Page MenuHomePhabricator

codfw/eqiad/esams/ulsfo: (4) servers for maps caching cluster
Closed, ResolvedPublic

Description

initial request

We need to set up a proper caching infrastructure for Maps (see T109162 and T125126 for details). This requires 4x servers in 4x datacenters (eqiad, codfw, ulsf, esams), so 16 Varnish servers. Specs of Varnish servers seem to be standardized, but I'm unsure of what they actually are...

Note: we might be able to repurpose existing hardware for this as we decommissioned the mobile cache cluster.

allocation notes

So the request is to allocate the 4 machines in codfw/eqiad/esams/ulsfo each to the maps varnish service cluster. These are already in site.pp with 'ex-moble' in comment within their entries. Brandon pointed out in IRC these are the hosts for this. He stated these were reclaimed some time ago from active service and held back for this potential project.
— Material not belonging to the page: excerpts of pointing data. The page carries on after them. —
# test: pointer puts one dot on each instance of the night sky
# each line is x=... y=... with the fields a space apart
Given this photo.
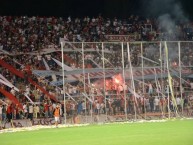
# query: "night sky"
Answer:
x=81 y=8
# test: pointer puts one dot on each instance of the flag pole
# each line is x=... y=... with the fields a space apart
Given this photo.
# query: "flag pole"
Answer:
x=123 y=73
x=132 y=80
x=63 y=80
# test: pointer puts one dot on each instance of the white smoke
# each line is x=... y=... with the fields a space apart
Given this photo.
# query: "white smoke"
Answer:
x=169 y=14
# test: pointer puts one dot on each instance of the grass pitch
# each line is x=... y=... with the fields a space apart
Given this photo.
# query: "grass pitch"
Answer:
x=178 y=132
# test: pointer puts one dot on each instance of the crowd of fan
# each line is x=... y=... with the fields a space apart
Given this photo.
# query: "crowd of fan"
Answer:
x=28 y=34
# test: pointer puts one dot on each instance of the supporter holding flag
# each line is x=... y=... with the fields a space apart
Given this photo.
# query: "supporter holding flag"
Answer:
x=57 y=115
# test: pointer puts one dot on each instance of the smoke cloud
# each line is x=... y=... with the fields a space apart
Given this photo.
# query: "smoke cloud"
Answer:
x=169 y=13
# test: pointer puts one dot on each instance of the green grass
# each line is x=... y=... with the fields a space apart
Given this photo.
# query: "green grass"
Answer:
x=178 y=132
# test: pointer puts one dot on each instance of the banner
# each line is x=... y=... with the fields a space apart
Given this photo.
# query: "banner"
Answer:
x=28 y=123
x=121 y=38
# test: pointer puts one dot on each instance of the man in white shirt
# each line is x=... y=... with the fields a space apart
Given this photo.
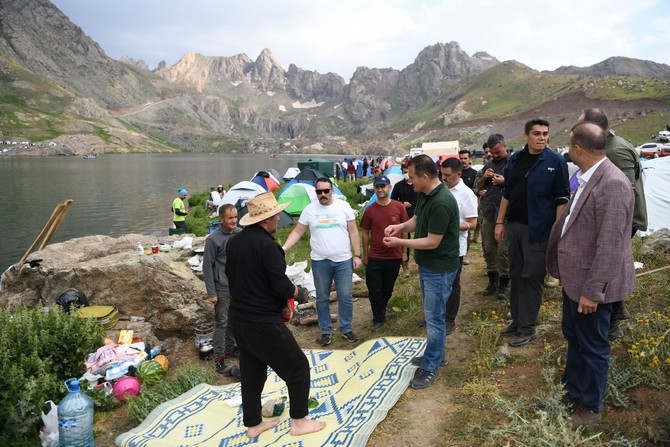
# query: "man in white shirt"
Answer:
x=333 y=231
x=451 y=169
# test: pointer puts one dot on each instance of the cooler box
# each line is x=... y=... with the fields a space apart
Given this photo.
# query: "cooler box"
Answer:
x=106 y=316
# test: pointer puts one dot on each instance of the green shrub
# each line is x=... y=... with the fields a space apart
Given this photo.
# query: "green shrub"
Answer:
x=171 y=387
x=38 y=351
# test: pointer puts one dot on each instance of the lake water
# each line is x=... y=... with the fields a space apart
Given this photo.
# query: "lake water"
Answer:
x=114 y=194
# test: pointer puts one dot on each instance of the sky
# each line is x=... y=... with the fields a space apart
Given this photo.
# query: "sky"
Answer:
x=339 y=36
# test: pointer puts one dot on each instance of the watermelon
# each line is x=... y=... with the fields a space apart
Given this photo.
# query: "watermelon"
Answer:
x=163 y=361
x=149 y=372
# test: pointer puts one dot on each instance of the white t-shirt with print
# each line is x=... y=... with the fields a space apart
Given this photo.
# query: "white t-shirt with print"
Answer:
x=329 y=238
x=467 y=208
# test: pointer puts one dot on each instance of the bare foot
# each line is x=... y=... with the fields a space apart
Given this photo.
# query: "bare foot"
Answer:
x=256 y=430
x=304 y=426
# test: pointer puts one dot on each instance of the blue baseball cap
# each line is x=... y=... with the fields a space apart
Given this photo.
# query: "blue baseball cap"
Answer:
x=381 y=180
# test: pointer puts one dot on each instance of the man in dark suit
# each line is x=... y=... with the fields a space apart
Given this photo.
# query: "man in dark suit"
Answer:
x=589 y=249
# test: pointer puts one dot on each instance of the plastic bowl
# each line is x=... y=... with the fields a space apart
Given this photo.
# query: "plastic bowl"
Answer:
x=127 y=386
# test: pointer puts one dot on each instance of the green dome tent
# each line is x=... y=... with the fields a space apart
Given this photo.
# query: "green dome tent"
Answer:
x=300 y=195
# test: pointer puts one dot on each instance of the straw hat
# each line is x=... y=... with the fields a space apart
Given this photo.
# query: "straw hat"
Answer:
x=261 y=207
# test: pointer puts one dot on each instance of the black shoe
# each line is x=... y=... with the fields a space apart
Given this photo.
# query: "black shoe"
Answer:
x=325 y=339
x=220 y=365
x=503 y=287
x=510 y=331
x=492 y=288
x=350 y=337
x=233 y=371
x=416 y=361
x=233 y=352
x=522 y=340
x=423 y=379
x=615 y=332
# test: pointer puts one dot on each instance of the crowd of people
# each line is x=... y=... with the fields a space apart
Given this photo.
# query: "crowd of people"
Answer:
x=532 y=224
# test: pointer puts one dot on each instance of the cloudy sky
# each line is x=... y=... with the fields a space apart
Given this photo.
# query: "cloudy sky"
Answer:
x=338 y=36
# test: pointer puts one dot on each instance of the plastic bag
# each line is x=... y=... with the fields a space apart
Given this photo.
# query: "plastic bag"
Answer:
x=49 y=433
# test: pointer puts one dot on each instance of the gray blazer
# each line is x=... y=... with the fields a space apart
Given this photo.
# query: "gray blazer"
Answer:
x=594 y=257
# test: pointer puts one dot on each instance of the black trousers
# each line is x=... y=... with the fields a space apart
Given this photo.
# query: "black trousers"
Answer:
x=454 y=301
x=380 y=276
x=527 y=269
x=270 y=344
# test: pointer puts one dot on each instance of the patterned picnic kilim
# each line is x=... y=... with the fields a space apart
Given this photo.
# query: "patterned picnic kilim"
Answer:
x=355 y=389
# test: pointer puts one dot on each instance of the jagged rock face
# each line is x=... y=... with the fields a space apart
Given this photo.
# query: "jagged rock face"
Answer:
x=199 y=71
x=39 y=36
x=434 y=68
x=162 y=287
x=305 y=85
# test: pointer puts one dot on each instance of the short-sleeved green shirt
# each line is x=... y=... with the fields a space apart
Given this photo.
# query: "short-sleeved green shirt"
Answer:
x=437 y=213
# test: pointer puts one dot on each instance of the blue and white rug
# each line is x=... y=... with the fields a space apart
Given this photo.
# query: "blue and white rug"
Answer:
x=354 y=389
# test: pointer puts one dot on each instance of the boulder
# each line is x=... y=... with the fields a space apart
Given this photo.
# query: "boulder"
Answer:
x=161 y=287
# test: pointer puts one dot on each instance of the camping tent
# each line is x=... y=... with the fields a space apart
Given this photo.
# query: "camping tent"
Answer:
x=320 y=165
x=284 y=219
x=290 y=174
x=656 y=179
x=242 y=191
x=300 y=195
x=266 y=180
x=307 y=175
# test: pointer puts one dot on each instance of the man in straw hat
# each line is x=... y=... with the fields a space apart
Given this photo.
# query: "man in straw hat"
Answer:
x=259 y=288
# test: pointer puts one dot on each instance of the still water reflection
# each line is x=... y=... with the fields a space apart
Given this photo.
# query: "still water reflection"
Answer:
x=114 y=194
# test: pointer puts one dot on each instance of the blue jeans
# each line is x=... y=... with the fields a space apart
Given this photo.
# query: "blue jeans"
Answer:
x=325 y=272
x=587 y=362
x=435 y=290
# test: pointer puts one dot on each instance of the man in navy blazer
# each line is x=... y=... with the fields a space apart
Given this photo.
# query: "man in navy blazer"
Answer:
x=589 y=249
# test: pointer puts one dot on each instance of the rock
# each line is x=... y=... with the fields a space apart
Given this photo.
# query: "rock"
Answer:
x=162 y=288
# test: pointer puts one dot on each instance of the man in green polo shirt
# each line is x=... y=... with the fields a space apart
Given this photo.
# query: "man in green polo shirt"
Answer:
x=435 y=225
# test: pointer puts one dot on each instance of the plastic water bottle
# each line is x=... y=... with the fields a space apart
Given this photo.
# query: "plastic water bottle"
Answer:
x=75 y=417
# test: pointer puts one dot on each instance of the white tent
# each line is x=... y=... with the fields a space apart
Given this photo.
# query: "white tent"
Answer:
x=242 y=192
x=656 y=179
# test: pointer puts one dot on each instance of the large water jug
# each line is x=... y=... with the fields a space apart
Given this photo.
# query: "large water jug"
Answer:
x=75 y=417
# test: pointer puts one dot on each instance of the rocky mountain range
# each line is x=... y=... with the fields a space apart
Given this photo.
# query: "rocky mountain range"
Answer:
x=58 y=84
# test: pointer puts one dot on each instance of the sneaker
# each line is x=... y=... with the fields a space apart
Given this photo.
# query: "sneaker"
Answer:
x=451 y=326
x=220 y=365
x=584 y=417
x=522 y=340
x=325 y=339
x=350 y=336
x=377 y=326
x=510 y=331
x=423 y=379
x=232 y=352
x=233 y=371
x=416 y=361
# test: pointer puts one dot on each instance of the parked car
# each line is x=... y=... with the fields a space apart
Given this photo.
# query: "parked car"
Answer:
x=663 y=136
x=653 y=150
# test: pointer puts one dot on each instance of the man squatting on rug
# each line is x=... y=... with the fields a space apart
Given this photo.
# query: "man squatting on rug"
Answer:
x=259 y=289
These are

eqiad: cp1046, cp1047, cp1059, cp1060
codfw: cp2003, cp2009, cp2015, cp2021
esams: cp3003 cp3004, cp3005, cp3006
ulsfo: cp4011, cp4012, cp4019, cp4020

Event Timeline

RobH subscribed.

I'll create and link in procurement tasks for pricing shortly.

According to @BBlack on IRC:

  • Specs is "standard, SSD-based varnish cluster machine configurations".
  • we should not need to buy any new hardware, we should be able to repurpose existing machines

Well to be completely clear: should not need to buy any new hardware this quarter - all of them need replacing on standard lifetimes, with the first batch of four coming up in FY16-17 IIRC.

As we already have the hardware, this just needs @mark's approval.

Excellent, I was too quick to claim for processing!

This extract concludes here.